Ever since the Stoned Age, all kinds of normally sensible people have been yipping about how short life is. Used as an all-purpose excuse for juvenile behaviour, in the ensuing decades, “Carpe diem” was repeated so often it became the mantra of the second half of the 20th century — and beyond. Here in 2013, it’s considered an irrefutable truth, bestriding our culture like the Colossus of Rhodes.
Crap! The real truth is life is the longest thing you’re ever going to do.
I’m not going to argue the metaphysics of eternal consciousness. That’s for sophomore philosophers with time on their hands. My point is much simpler than that. The reality is here you are, and until your bodily functions cease to function, here is where you’re going to stay. Even though the length of your life is a tremor in the earthquake we call history, it’s all you’ve got, and you should treat it with some respect.
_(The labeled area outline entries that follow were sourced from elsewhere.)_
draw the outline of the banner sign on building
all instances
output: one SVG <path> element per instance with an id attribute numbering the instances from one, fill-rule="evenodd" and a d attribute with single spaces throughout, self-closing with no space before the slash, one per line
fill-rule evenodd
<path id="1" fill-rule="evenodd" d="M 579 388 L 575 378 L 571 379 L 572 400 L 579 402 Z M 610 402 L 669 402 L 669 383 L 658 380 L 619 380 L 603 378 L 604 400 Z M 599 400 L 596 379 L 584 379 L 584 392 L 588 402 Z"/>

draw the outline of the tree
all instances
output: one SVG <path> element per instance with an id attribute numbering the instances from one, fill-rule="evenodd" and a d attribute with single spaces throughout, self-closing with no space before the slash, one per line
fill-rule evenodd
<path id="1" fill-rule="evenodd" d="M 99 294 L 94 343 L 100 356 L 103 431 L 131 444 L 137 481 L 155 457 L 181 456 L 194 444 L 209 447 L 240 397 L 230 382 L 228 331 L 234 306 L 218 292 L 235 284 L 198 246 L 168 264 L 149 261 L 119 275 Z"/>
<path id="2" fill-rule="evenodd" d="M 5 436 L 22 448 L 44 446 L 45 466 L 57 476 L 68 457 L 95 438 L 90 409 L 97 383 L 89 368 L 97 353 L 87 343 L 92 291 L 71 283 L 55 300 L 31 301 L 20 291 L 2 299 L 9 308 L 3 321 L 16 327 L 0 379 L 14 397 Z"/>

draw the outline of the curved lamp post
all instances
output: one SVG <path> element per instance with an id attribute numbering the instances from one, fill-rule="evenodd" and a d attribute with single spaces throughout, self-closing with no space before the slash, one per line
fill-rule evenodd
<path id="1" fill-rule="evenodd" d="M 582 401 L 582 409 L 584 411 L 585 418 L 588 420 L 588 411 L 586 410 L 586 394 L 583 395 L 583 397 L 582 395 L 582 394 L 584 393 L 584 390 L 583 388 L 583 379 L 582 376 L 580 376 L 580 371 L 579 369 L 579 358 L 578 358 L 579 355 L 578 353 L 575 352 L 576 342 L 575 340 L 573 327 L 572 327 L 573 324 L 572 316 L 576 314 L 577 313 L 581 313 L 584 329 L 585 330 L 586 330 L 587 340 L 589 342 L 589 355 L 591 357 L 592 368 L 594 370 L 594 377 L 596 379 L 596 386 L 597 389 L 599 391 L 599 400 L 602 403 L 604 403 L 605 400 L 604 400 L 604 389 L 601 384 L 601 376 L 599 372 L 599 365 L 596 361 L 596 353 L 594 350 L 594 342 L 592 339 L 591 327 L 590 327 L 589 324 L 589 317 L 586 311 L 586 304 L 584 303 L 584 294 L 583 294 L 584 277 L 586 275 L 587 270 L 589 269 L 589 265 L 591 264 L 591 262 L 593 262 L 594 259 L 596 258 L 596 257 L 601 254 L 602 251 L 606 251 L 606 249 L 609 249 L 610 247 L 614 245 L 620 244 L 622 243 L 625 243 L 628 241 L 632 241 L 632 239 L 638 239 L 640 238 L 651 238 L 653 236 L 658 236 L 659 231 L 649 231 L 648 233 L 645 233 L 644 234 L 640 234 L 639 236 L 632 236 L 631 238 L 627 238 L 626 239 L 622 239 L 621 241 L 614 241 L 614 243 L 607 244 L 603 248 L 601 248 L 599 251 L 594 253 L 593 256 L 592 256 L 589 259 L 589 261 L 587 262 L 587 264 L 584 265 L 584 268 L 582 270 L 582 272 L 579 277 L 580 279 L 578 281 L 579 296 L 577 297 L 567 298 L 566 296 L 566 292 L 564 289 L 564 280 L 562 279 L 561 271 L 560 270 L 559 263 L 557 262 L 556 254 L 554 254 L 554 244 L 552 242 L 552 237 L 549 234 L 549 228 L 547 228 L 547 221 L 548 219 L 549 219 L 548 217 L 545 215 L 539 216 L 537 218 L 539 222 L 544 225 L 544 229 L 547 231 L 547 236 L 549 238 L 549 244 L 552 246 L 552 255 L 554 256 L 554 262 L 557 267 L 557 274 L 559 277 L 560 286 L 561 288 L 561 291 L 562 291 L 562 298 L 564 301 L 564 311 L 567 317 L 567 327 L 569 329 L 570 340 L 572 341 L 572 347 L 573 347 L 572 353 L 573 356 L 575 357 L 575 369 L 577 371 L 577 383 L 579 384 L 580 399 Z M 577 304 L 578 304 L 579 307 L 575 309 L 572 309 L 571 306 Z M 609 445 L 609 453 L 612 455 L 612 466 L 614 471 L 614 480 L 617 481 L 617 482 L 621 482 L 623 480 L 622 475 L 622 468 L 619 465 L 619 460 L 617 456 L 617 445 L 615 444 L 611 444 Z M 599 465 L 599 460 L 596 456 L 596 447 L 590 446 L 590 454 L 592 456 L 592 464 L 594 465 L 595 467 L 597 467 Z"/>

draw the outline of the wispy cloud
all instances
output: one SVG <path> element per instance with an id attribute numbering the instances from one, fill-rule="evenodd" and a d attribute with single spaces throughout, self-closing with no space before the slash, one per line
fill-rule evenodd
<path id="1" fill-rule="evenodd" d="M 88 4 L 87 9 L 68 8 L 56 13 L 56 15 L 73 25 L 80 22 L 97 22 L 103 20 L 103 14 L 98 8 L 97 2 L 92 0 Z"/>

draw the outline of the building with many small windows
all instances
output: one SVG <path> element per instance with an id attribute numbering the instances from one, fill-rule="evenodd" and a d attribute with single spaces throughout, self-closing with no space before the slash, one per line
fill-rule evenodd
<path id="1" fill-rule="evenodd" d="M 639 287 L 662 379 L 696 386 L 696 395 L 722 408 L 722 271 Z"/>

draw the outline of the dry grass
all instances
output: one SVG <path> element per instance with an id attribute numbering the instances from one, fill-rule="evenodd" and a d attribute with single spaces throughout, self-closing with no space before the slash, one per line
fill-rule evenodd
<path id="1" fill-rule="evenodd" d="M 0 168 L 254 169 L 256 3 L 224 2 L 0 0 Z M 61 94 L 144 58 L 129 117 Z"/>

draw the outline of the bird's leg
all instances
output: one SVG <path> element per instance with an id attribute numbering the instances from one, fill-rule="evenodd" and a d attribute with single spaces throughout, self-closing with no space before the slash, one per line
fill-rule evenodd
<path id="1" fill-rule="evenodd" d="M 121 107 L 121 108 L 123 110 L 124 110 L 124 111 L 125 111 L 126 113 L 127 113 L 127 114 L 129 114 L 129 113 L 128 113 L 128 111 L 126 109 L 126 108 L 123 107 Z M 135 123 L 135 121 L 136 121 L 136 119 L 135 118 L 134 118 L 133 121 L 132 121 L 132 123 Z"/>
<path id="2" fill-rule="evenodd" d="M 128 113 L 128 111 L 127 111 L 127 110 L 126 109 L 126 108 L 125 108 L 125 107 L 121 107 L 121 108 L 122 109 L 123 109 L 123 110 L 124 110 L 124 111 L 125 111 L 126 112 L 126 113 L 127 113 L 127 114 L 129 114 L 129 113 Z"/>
The problem is most contemporary people are so obsessed with their lack of time that they completely forget about the quality of life. They’ve turned what should be a series of wonderful adventures into a putt and bounce game of off-handed actions and unintended consequences. Metaphorically speaking, the result is we spend most of our lives trying to pay for the meal we never planned to have in the first place — because some idiot told us life’s too short to do otherwise.
For example, losing your virginity is one of the biggies. It’s a magical moment that is literally a once-in-a-lifetime experience. One would think there would be some pomp and circumstance to it; at the very least, a drum roll. However, for most of us, it was a fumble/stumble extended cuddle that got out of hand. We definitely remember where and when and think fondly of our partner, from time to time, but most of us can’t accurately conjure up a face. In general, people have more details about their 40th birthday party (and not just because they have photos) — they probably spent more time planning it.
It’s the same with the jobs we do. I’m constantly struck by how many people spend their lives hating their careers or the lack there of. The coulda/woulda/shoulda of gainful employment has almost become a cliché in contemporary society. I understand that not every accountant can be a lion tamer. However, just because you can’t tame the lion, that doesn’t mean you have to spend your life doing something completely different. Join the circus, for God’s sake; at least you’ll get close. After all, unless your dad’s name is Bill Gates, a job is going occupy a third of your life. “Close” counts! The formula for misery is the Monty Python approach to career management.
It’s the same with our homes, our friends, our families, the junk we eat for breakfast and on and on. For the most part, we live off the top of our heads because we’re convinced “life is too short” to pause its relentless path for five seconds to think about what we’re doing.
Nobody goes to a travel agent, tosses a credit card on the desk and says, “Send me somewhere!” We think about it, ask around, do some planning; not because life is too short to miss that fantastic destination but because our two week vacation is too precious to screw up. Yet, for the other fifty weeks of the year, we mostly settle for mediocre when a modicum of planning would give marvelous results.
Life is not too short. Actually, if we’d quit wasting time chasing, catching and suffering the consequences of instant gratification and spent more time dealing with the stuff that really matters, we’d all think it was just the right size.